DNA secondary structures and the evolution of hypervariable tandem arrays

Tandem repeats are ubiquitous in nature and constitute a major source of genetic variability in populations. This variability is associated with a number of genetic disorders in humans including triplet expansion diseases such as Fragile X syndrome and Huntington's disease. The mechanism responsible for the variability/instability of these tandem arrays remains contentious. We show here that formation of secondary structures, in particular intrastrand tetraplexes, is an intrinsic property of some of the more unstable arrays. Tetraplexes block DNA polymerase progression and may promote instability of tandem arrays by increasing the likelihood of reiterative strand slippage. In the course of doing this work we have shown that some of these tetraplexes involve unusual base interactions. These interactions not only generate tetraplexes with novel properties but also lead us to conclude that the number of sequences that can form stable tetraplexes might be much larger than previously thought.

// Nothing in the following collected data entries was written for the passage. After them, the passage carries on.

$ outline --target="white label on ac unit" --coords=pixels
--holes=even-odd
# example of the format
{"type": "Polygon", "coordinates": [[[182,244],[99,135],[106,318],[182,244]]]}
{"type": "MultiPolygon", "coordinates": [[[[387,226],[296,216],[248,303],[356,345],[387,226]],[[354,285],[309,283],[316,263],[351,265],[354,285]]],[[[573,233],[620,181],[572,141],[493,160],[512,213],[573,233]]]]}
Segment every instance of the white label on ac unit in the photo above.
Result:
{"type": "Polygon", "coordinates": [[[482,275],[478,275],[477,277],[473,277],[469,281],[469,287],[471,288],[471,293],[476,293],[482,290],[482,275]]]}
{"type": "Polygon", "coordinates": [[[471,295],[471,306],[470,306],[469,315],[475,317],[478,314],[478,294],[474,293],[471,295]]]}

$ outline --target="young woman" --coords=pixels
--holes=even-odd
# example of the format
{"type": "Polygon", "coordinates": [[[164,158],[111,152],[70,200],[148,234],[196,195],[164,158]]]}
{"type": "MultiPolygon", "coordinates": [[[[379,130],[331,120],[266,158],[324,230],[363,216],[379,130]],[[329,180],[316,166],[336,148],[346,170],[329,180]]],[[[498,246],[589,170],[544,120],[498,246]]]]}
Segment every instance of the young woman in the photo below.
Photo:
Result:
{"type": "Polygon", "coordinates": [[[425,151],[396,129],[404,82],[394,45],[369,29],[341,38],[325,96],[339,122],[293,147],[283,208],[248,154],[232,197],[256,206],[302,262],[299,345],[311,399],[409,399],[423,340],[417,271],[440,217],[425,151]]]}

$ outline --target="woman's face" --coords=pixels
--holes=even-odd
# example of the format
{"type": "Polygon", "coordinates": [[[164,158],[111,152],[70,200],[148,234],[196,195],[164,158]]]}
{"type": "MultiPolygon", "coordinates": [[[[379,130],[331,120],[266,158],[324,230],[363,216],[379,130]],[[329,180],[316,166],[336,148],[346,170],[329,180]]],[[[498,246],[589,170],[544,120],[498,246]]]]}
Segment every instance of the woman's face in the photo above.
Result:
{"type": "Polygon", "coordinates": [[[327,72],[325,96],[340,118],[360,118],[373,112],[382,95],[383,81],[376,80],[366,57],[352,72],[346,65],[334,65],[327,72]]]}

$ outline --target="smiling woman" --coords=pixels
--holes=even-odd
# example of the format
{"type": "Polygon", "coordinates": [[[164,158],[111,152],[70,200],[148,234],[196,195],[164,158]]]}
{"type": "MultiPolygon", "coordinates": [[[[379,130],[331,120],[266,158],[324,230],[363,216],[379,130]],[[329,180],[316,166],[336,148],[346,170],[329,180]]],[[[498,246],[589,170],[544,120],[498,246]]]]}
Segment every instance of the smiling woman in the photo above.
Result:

The development and use of a DNA polymerase arrest assay for the evaluation of parameters affecting intrastrand tetraplex formation

We show here that a K+-dependent block to DNA synthesis is a sensitive and specific indicator of intrastrand tetraplex formation that can be used, both to identify sequences with tetraplex-forming potential and to examine parameters that affect tetraplex formation. We show that tetraplex formation is determined by a complex combination of factors including the size and base composition of its constituent loops and stems. In the process of carrying out this study we have found that the number of sequences with the ability to form tetraplexes is larger than previously thought, and that such sequences are ubiquitous in eukaryote genomes.